Temporal é gostoso de ser visto do lado de dentro de uma
janela. Quanto mais alto o andar, melhor o espetáculo. No sábado a armação de
meus óculos quebrou e hoje fui ao oftalmo. Exatamente durante o meu
deslocamento para a consulta começou a chover.
A ideia inicial era ir a pé, mas os primeiros pingos foram
suficientes para quebrar meu guarda-chuva sem virá-lo (o investimento na
armação de alumínio não se justificou). Atravessar a Av. Paulista foi uma
aventura, já que o vento soltou meu cabelo, que dava laçassos no que estivesse
próximo, parecia ter vida própria, exigindo esforço para manter-me andando em
linha reta. Já do outro lado, no ponto de ônibus, persistente entre a água que
saia de um bueiro na calçada e as ondas formadas pelos carros, pedi ajuda para
uma moça que também tentava se defender com o seu guarda-chuva:
- O ônibus que vem ali, qual é?
(silêncio).
- Poderia ler para mim o que vem escrito ali no ônibus?
(a mulher olhava para mim meio que sem entender, senti
necessidade de explicar que não estava zombando nem que era analfabeta).
- Estou sem óculos, indo para uma consulta no oftamologista,
por isso não consigo enxergar, o que está escrito naquele letreiro do ônibus?
- Só quando chegar mais próximo é que eu consigo ler.
Resultado: passei a parar todos os ônibus e a perguntar ao
motorista. A cada parada, mais molhada ficava, mas o ônibus parado, por sua
vez, era um alívio pelo bloqueio do vento. No fim cheguei a tempo na consulta, quando
já abria um tímido sol.
As brincadeiras do médico por causa da chuva e do estado em
que me encontrava, além do fato de ir e voltar com o mesmo bilhete único, neutralizaram
meu frio e o receio de uma gripe.
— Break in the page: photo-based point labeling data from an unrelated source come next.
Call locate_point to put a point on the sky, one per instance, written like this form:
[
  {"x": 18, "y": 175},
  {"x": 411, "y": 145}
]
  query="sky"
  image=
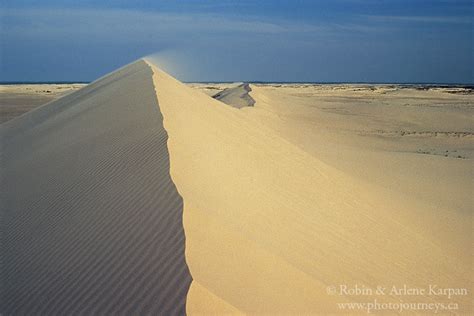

Acho que faz dois anos que não me molho
assim, estivesse na praia pegaria um xampu para aproveitar a água sem
tratamento químico de cloro nas madeixas (se você nunca tomou banho na chuva,
em dia quente, permita-se ao menos uma vez na vida, recomendo).
Também não sei qual foi a última vez que peguei um ônibus.
Percebi que os cobradores atuais passam o tempo todo no celular, batendo papo –
o da volta ficou brabo porque o passageiro reclamou que ele esqueceu-se de
avisar a parada correta. Outra questão que não havia pensado era como é
importante, em locais que recebem público, o estofamento ser impermeável. Eu
consegui deixar com que a poça de água se formasse fora do consultório, mas não
tive como não me sentar durante a consulta.
Chegando em casa, notei que algumas anotações que estavam em
cima da mesa voaram sacada a fora, 10 cm de fresta foram suficientes para o
estrago. Espero que seu conteúdo não faça falta.